Today, however, Cecola is challenging those alleged ties, which he insists were fabricated by police, and the great deal investigators thought they had to keep Cecola out of the topless nightclub industry doesn't look so great.

The 58-year-old Cecola is in a good position to persuade a district judge to let him return to Club Paradise, and investigators may be unable to stop him.

Cecola isn't bold enough to ask for his license back. He knows investigators are on firm legal footing in denying him a license because of his tax conviction.

But he has found a way to come back and call the shots at Club Paradise without a license, which has to be giving investigators fits. He has filed suit to rescind the 1998 agreement so that he can return as a "consultant" to his wife.

Cecola and his longtime lawyer, Dominic Gentile, contend the 1998 agreement was signed under duress and violated Cecola's constitutional rights, including those that allow a husband and wife to engage in communications about their financial well-being as a couple.

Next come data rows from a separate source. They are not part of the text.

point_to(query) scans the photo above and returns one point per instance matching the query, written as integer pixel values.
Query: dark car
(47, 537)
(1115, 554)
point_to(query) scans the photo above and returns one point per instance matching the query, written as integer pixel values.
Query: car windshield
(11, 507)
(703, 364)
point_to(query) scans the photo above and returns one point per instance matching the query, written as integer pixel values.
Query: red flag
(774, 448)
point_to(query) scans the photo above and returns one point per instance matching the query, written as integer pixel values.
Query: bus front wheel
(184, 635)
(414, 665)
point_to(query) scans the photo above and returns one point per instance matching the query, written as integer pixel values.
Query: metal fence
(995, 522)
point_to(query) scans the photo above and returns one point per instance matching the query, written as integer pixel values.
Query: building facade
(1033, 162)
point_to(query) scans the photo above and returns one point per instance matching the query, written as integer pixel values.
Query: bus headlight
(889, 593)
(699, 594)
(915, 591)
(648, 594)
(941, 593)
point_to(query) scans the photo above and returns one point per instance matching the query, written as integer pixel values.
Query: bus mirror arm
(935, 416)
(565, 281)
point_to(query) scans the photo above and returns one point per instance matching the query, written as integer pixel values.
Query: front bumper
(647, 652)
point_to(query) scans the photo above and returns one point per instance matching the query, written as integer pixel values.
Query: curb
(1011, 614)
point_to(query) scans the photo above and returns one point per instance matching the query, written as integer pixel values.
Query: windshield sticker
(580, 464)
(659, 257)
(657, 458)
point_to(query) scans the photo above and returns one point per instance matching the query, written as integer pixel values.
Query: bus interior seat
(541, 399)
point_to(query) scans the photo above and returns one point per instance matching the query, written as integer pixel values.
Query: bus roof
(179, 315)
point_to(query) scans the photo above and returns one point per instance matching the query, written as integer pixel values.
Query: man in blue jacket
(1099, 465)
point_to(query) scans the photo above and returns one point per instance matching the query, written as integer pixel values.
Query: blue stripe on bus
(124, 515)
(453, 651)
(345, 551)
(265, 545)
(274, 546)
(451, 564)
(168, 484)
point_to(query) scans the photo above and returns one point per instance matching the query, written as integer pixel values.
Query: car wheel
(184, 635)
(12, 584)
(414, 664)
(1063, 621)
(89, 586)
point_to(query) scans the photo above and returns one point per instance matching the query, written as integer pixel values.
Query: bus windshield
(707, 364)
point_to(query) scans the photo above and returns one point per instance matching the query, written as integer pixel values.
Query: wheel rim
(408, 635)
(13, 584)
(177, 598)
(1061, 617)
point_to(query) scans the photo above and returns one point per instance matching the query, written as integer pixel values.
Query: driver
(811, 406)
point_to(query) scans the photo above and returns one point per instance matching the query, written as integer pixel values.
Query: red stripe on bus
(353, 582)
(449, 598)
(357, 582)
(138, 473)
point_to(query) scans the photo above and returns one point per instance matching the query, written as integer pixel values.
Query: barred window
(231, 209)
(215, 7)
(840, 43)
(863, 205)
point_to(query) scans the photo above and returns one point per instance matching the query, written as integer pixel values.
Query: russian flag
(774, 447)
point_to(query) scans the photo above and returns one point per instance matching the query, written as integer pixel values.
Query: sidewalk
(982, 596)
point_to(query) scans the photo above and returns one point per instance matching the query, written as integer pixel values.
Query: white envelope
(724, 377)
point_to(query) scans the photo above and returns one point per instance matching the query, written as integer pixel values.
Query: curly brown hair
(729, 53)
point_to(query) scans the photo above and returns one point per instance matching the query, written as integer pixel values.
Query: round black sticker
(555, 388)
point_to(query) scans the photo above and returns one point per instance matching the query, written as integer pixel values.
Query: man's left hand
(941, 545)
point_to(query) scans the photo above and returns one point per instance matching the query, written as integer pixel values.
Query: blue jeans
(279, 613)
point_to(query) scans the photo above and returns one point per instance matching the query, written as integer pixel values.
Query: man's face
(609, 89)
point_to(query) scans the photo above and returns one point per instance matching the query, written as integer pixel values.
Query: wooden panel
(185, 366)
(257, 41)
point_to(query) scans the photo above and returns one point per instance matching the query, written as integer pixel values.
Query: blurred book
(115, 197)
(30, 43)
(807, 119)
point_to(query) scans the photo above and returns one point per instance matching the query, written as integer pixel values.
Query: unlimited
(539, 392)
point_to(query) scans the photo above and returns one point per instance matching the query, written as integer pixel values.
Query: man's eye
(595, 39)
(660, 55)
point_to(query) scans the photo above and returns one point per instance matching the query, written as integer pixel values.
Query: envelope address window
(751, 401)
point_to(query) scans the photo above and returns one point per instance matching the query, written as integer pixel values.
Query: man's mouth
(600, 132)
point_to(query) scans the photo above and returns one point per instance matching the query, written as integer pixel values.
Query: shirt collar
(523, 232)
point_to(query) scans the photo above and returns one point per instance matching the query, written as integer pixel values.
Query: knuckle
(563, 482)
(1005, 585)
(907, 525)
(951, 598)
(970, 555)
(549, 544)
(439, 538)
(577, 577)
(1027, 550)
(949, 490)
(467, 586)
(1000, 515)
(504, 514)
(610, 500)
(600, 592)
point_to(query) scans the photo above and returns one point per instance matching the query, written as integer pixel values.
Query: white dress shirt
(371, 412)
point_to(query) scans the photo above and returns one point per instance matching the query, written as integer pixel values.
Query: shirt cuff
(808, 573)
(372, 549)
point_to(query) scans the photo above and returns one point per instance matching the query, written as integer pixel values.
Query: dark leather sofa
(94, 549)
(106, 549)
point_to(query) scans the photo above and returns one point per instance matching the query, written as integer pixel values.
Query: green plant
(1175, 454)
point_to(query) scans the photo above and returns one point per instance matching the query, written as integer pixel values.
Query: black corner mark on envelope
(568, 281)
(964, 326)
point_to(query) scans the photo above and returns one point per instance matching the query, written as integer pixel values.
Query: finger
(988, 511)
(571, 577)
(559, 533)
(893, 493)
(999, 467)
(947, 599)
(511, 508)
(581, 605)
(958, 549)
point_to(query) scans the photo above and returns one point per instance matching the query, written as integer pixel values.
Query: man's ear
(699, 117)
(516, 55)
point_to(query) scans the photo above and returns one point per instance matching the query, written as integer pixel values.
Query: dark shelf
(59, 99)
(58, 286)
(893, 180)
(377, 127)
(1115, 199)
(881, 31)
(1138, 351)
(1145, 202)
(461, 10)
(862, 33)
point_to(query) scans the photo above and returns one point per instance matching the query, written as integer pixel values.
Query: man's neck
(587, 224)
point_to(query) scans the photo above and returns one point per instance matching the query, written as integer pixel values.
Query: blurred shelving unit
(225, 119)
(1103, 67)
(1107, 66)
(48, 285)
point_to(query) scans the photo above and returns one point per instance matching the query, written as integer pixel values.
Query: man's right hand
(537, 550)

The unfairness of the agreement is demonstrated further, Cecola and Gentile say, by the fact that Cecola can walk into any topless club in Clark County except the one run by his wife.

In a sworn affidavit, Cecola says it has become necessary for him to play a more prominent role in Club Paradise because the club recently lost its general manager, and his wife is unable to manage the club herself.

Cecola also explains why he signed the sweeping agreement under duress five years ago.

At the time, he says, he was a federal witness against several Chicago mobsters and would have had to disclose that at a public revocation hearing in Las Vegas to prove that he wasn't an associate of "The Outfit."

Had he made that revelation, he says, he would have endangered his life and subjected himself to federal prosecution in Chicago for violating the secrecy of grand jury proceedings. He didn't even tell Gentile.

So Cecola says he bit the bullet and signed the agreement to at least ensure that the lucrative Club Paradise stayed in his family.

But today he wants back in, and this time he can freely discuss the Chicago case because all of the defendants have been convicted.

And this time he has a lawyer who knows how to use that information to break a deal that probably never should have been made.